Filigno insiste sur ces traditions à transmettre avec scrupule, - trésor de leçons et d'exemples accru d'âge en âge et dont rien n'est à perdre. L'avisé marchand voit loin... « Gli stati mutano, et non hanno fermezza... » Il faut être prêt à tout.

« Je prie encore, ajoute-t-il, que non-seulement vous conserviez l'avoir, mais encore l'état acquis par nos anciens, lequel est grand et voulait être plus grand, et commence à manquer pour disette de vaillants hommes qu'avions... Et tant était notre famille que l'on disait : Il tousse comme un Médicis. Et chacun de trembler. Et ce disait-on encore, quand un citoyen faisait violence ou injure à aucun: Que serait-ce s'il le faisait à un Médicis !
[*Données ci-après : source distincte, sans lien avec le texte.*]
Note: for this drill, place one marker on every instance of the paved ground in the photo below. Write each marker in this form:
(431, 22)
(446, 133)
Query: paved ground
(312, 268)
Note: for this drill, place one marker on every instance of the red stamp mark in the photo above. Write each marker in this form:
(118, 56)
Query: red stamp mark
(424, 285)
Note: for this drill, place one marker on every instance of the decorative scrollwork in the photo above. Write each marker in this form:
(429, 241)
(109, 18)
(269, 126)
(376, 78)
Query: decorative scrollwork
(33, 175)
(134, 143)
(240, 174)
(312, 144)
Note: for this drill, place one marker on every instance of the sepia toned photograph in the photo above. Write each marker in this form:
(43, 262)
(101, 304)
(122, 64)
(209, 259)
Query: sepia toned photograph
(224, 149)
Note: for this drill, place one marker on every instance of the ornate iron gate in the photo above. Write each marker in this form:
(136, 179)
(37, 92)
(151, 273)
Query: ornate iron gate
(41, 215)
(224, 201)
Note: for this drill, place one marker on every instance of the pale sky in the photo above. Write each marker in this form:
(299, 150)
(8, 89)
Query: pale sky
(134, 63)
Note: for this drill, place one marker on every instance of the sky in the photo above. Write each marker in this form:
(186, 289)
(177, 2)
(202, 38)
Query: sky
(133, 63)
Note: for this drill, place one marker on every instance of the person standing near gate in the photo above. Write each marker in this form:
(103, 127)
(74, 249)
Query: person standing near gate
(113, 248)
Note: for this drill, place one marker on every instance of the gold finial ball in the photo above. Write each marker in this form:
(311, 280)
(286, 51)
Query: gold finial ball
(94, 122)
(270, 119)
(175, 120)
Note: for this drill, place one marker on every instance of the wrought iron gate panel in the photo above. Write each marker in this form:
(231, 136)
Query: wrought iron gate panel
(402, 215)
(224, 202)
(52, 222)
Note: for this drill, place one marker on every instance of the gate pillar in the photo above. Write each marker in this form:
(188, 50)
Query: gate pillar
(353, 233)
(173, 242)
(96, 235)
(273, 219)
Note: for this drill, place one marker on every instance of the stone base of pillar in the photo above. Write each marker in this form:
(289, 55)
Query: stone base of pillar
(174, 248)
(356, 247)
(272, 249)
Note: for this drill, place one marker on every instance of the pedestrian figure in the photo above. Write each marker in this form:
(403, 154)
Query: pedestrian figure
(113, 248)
>> Ce néanmoins toujours la famille est grande d'amis et de richesses, et plaise à Dieu nous conserver...

» J'écrirai en plusieurs parties ce livre. D'abord je tiendrai compte de tous actes à mon su, assavoir: dots, contrats, compromis et autres, puis j'inscrirai tous les achats faits et les noms de ceux qui ont fait les actes, puis relaterai toutes les maisons et terres limitées que nous possédons aujourd'hui1. »

Il y a plaisir à surprendre en robe de chambre ses héros. Quittant cette branche collatérale (ce Filigno est le frère de Jean, père du grand Cosme), on pourrait

1. Texte tiré des pièces et notes de FABRONIUS, ad vitam Laurent. Medic., dans Roscoë, Vie de Laurent de Médicis, t. I, note 1.